Will 2017 be the year Canadian banks hit a ceiling?

Will 2017 be the year Canadian banks hit a ceiling?

2016 was another gravity-defying year for Canadian bank stocks, with the Big Six experiencing gains averaging more than 25%. But extracting further upside potential in 2017 may prove to be challenging, according to the Financial Post.

Citing Barclays analyst John Aiken, the report said that any additional gains will have to come from earnings growth rather than mere multiples expansion. “There was a significant change in the multiples that investors were willing to pay for Canadian bank earnings at the start of 2016 versus the start of 2017,” he said to clients.

All of the Big Six banks enjoyed multiple expansion last year; in addition, all of them (except for CIBC) are trading well above a multiple higher than they were a year ago.

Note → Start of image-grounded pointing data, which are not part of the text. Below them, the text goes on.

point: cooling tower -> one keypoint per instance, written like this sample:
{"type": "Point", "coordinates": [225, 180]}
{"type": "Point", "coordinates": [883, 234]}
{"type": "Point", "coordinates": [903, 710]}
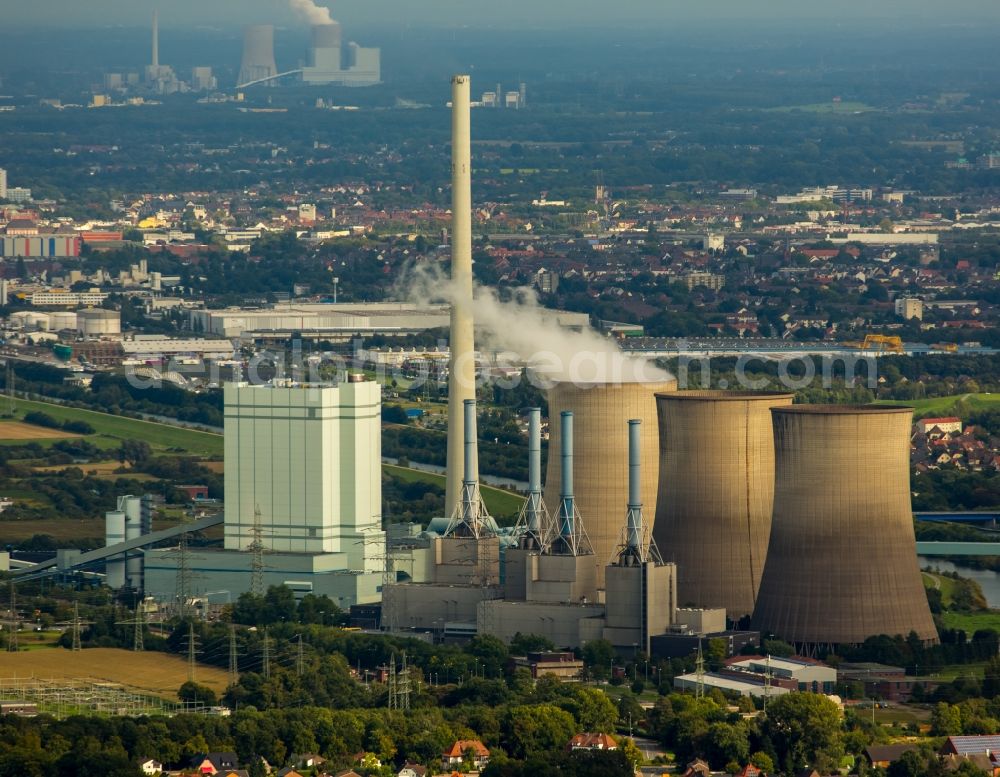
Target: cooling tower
{"type": "Point", "coordinates": [716, 490]}
{"type": "Point", "coordinates": [600, 453]}
{"type": "Point", "coordinates": [842, 561]}
{"type": "Point", "coordinates": [258, 54]}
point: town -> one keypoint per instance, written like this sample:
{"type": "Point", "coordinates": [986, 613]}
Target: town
{"type": "Point", "coordinates": [623, 409]}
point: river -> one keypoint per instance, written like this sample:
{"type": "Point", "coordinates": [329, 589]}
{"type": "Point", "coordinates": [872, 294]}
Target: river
{"type": "Point", "coordinates": [988, 580]}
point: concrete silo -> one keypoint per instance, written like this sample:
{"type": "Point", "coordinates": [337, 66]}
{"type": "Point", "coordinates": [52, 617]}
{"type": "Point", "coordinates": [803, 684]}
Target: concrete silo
{"type": "Point", "coordinates": [716, 489]}
{"type": "Point", "coordinates": [601, 411]}
{"type": "Point", "coordinates": [258, 54]}
{"type": "Point", "coordinates": [842, 562]}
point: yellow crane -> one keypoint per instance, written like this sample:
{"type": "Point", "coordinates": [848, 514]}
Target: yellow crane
{"type": "Point", "coordinates": [880, 343]}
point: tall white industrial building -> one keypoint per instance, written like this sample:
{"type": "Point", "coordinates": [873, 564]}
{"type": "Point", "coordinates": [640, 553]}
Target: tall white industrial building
{"type": "Point", "coordinates": [308, 459]}
{"type": "Point", "coordinates": [302, 470]}
{"type": "Point", "coordinates": [330, 62]}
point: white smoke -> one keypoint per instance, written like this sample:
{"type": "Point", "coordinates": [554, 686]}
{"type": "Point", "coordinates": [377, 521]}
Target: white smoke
{"type": "Point", "coordinates": [519, 328]}
{"type": "Point", "coordinates": [312, 13]}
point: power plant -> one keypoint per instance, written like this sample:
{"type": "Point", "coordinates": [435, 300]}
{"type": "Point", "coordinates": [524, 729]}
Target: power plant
{"type": "Point", "coordinates": [303, 474]}
{"type": "Point", "coordinates": [662, 511]}
{"type": "Point", "coordinates": [842, 561]}
{"type": "Point", "coordinates": [329, 62]}
{"type": "Point", "coordinates": [332, 63]}
{"type": "Point", "coordinates": [713, 509]}
{"type": "Point", "coordinates": [602, 411]}
{"type": "Point", "coordinates": [258, 54]}
{"type": "Point", "coordinates": [462, 359]}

The analyst estimated that around 80% of share price gains for the sector came from multiple expansion, whereas changing earnings expectations only accounted for the remaining fifth.

Earnings expectations for 2017 are higher than they were a year ago, but they’re still meager at an average of 4.4%.

Upside from multiple expansion is likely to be exhausted: the market seems to be pricing in a sunnier outlook than what analysts are projecting, and given the strained economic situation in Canada, that outlook is predominantly US-centric. “Consequently, we believe that the valuation multiples accorded to the Canadian banks are stretched and are unlikely to see any material expansion at this point,” the analyst said.

Even though the multiples are well below historical peaks, Aiken noted that the changing regulatory environment and reduced profitability due to increased levels of required capital will make it difficult for the sector to replicate those records.

He also pointed out that the Big Six banks are trading at almost a full multiple above their long-term average in a tepid environment. He identified Bank of Montreal and Royal Bank of Canada as stocks with higher multiples but lower growth expectations.

“Admittedly, RBC and BMO do have large U.S. operations and could benefit from the higher rates and potentially lower tax rates, which are not likely currently factored into consensus estimates,” Aiken said. “However, if that is the case, we would expect Toronto-Dominion Bank to benefit as well, further advancing its own growth profile while still being priced at a lower valuation multiple.”